同市によると、大谷地区では76人が死亡、行方不明になった。一方で、かつて観光地として栄えた大谷海岸の復旧・防潮堤の建設工事が開始、国が復興道路として整備する三陸沿岸道の大谷海岸-気仙沼中央インターチェンジ(IC)が開通するなど、復興に向けたインフラ整備が進む。

 同校は津波で校庭と校舎1階部分が浸水した。平成23年4月中旬に授業を開始したが、翌月、校庭にプレハブの仮設住宅186戸が建設された。応急措置として仮の校庭を整備、体育の授業に使用していた。

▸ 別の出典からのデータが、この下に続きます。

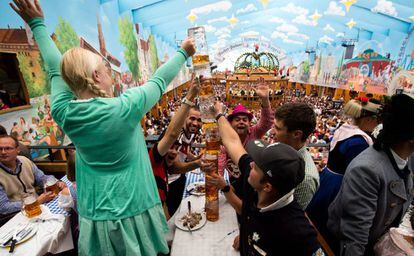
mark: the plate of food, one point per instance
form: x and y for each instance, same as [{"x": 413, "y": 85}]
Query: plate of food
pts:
[
  {"x": 197, "y": 188},
  {"x": 190, "y": 221},
  {"x": 22, "y": 235}
]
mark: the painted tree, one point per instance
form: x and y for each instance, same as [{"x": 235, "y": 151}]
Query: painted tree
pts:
[
  {"x": 66, "y": 35},
  {"x": 34, "y": 88},
  {"x": 128, "y": 40},
  {"x": 153, "y": 53},
  {"x": 47, "y": 85}
]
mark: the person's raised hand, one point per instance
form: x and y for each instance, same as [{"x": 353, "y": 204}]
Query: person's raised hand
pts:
[
  {"x": 27, "y": 9},
  {"x": 194, "y": 87},
  {"x": 219, "y": 108},
  {"x": 61, "y": 185},
  {"x": 236, "y": 243},
  {"x": 189, "y": 46}
]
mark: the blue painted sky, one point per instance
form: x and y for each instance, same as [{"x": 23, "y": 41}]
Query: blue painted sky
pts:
[
  {"x": 82, "y": 15},
  {"x": 292, "y": 25}
]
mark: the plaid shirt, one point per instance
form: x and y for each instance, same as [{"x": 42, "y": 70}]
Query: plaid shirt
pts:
[{"x": 305, "y": 190}]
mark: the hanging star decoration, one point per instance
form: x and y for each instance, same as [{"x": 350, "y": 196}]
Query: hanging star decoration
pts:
[
  {"x": 348, "y": 3},
  {"x": 264, "y": 3},
  {"x": 315, "y": 16},
  {"x": 192, "y": 17},
  {"x": 233, "y": 20},
  {"x": 351, "y": 24}
]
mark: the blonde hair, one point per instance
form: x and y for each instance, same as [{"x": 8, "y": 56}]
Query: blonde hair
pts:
[
  {"x": 357, "y": 109},
  {"x": 77, "y": 67}
]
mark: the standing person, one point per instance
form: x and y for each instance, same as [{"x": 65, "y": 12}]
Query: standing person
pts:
[
  {"x": 348, "y": 141},
  {"x": 294, "y": 123},
  {"x": 241, "y": 121},
  {"x": 18, "y": 176},
  {"x": 351, "y": 139},
  {"x": 119, "y": 207},
  {"x": 377, "y": 186},
  {"x": 161, "y": 153}
]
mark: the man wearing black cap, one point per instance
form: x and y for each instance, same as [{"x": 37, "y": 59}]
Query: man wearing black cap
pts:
[
  {"x": 272, "y": 222},
  {"x": 377, "y": 187}
]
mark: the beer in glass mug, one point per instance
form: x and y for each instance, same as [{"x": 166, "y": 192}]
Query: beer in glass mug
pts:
[
  {"x": 51, "y": 185},
  {"x": 31, "y": 207}
]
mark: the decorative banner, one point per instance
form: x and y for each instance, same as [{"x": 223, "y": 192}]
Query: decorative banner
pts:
[
  {"x": 348, "y": 3},
  {"x": 264, "y": 3},
  {"x": 250, "y": 42},
  {"x": 233, "y": 21},
  {"x": 351, "y": 23}
]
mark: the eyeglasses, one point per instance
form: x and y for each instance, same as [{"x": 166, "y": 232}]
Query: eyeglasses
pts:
[
  {"x": 107, "y": 65},
  {"x": 6, "y": 149}
]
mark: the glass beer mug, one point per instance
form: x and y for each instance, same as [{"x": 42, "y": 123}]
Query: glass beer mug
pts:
[
  {"x": 31, "y": 207},
  {"x": 50, "y": 184},
  {"x": 201, "y": 60}
]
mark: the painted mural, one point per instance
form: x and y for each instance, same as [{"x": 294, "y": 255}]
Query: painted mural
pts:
[{"x": 132, "y": 50}]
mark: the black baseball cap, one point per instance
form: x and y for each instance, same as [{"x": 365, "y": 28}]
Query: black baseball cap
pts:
[{"x": 279, "y": 162}]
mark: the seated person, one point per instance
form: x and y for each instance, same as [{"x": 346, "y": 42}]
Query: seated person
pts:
[
  {"x": 272, "y": 222},
  {"x": 18, "y": 175}
]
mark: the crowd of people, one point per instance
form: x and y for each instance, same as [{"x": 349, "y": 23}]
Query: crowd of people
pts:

 仮の校庭は道路を挟んだ校舎の裏側にある。隣接する大谷中も使用するため、体育の授業では大谷小が優先的に、放課後の時間帯は大谷中の生徒が部活動で利用するようにするなど、互いに譲り合いながら使ってきた。

 仮設住宅に入居していた住民の退去が始まり、昨年11月にプレハブ撤去を開始し、校庭の整備が完了。20人の新入生を迎えて新年度の授業が始まった11日、在校生は初めて、広々とした元の校庭を使えるようになった。

 この日の日中、児童はさっそく校庭でサッカーや駆けっこをするなど、のびのびと遊ぶ姿がみられた。下校途中の男子児童は「広くなってよかった、うれしい」と声を弾ませた。

 同校の小松幸恵教頭は「仮の校庭は道路を渡らないといけなかった。校庭が教室の目の前に戻ってきて目が届きやすい。安心して遊んでもらえる」と話す。5月には7年ぶりに元の校庭で運動会を開くといい、小野寺直樹校長は「保護者の方々にも広くなった校庭をお披露目したい」と話した。